While debate continues as to whether addiction and compulsion are biological or environmental, inevitable or a choice, one fact remains: those who struggle with addiction need and deserve a chance to get better. But the various strategies used in addiction counseling and therapy are just as complex as the factors contributing to addiction in the first place. Comprehensive treatment programs may combine physical health and wellness (diet, exercise), spiritual practices (prayer, meditation), and emotional and social reflection (psychotherapy). These are in addition to the practical considerations of the addiction itself, which can include detoxification periods and substance-specific medical needs (e.g. dental problems, liver disease). Both individual therapy and group counseling can be part of the recovery and maintenance program for addictions and compulsions.

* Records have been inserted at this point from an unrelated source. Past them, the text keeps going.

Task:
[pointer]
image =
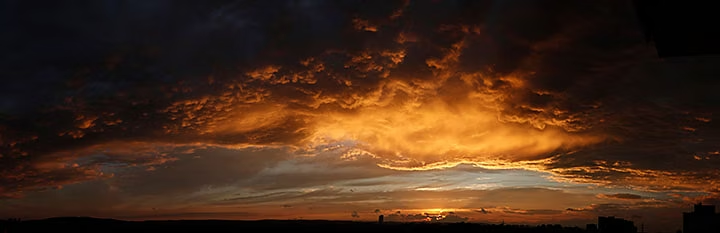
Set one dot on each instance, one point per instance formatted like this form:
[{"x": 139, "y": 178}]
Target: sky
[{"x": 523, "y": 112}]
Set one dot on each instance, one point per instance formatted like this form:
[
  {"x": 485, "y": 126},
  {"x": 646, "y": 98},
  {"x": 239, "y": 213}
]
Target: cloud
[{"x": 626, "y": 196}]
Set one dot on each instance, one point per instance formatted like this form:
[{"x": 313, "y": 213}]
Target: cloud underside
[{"x": 471, "y": 86}]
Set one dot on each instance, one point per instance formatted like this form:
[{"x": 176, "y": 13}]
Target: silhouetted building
[
  {"x": 615, "y": 225},
  {"x": 591, "y": 228},
  {"x": 703, "y": 219}
]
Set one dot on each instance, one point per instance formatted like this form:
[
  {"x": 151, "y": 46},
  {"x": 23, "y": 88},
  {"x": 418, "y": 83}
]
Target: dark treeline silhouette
[{"x": 83, "y": 224}]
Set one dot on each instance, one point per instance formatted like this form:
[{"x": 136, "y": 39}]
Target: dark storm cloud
[{"x": 95, "y": 77}]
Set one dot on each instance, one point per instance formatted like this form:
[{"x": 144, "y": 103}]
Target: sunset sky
[{"x": 526, "y": 112}]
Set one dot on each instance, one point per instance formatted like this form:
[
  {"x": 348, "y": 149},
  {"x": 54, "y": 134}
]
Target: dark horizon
[{"x": 522, "y": 112}]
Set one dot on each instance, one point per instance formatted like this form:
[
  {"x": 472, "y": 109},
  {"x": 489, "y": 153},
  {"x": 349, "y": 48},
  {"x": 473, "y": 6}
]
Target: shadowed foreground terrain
[{"x": 110, "y": 225}]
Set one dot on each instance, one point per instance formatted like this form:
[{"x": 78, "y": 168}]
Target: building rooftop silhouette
[
  {"x": 615, "y": 225},
  {"x": 702, "y": 219}
]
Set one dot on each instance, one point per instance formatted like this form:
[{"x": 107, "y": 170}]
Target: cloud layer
[{"x": 567, "y": 89}]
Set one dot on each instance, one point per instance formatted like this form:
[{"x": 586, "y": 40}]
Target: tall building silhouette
[
  {"x": 615, "y": 225},
  {"x": 702, "y": 219}
]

Academic researchers are continually providing new insight into addictions and compulsions: insight which therapists and counselors can use to develop therapeutic techniques. This month, the journal Biological Psychiatry is publishing exactly such a study. Researchers had noticed that people who suffer from addiction often have a hard time with choosing delayed gratification over immediate gain, even if the delayed reward is be greater than the short-term benefit. In other words, they prize their current self more than their future self because their current self feels more real and more important.
It’s difficult to help people to think of their future selves more clearly, so the authors of this particular study looked at the problem from a different angle. Instead of focusing specifically on the ability to appreciate the future, why not focus on the mental strength of connecting now with other time periods in general? They did so by focusing on the past. Study participants who completed memory training exercises did, as a result, end up placing a greater value on future rewards than they had before going through the memory training. It will take awhile for the logistics and ramifications of this insight to be explored and modified for therapy purposes, but it’s very likely that it will one day contribute to new methods used by addiction-focused therapists.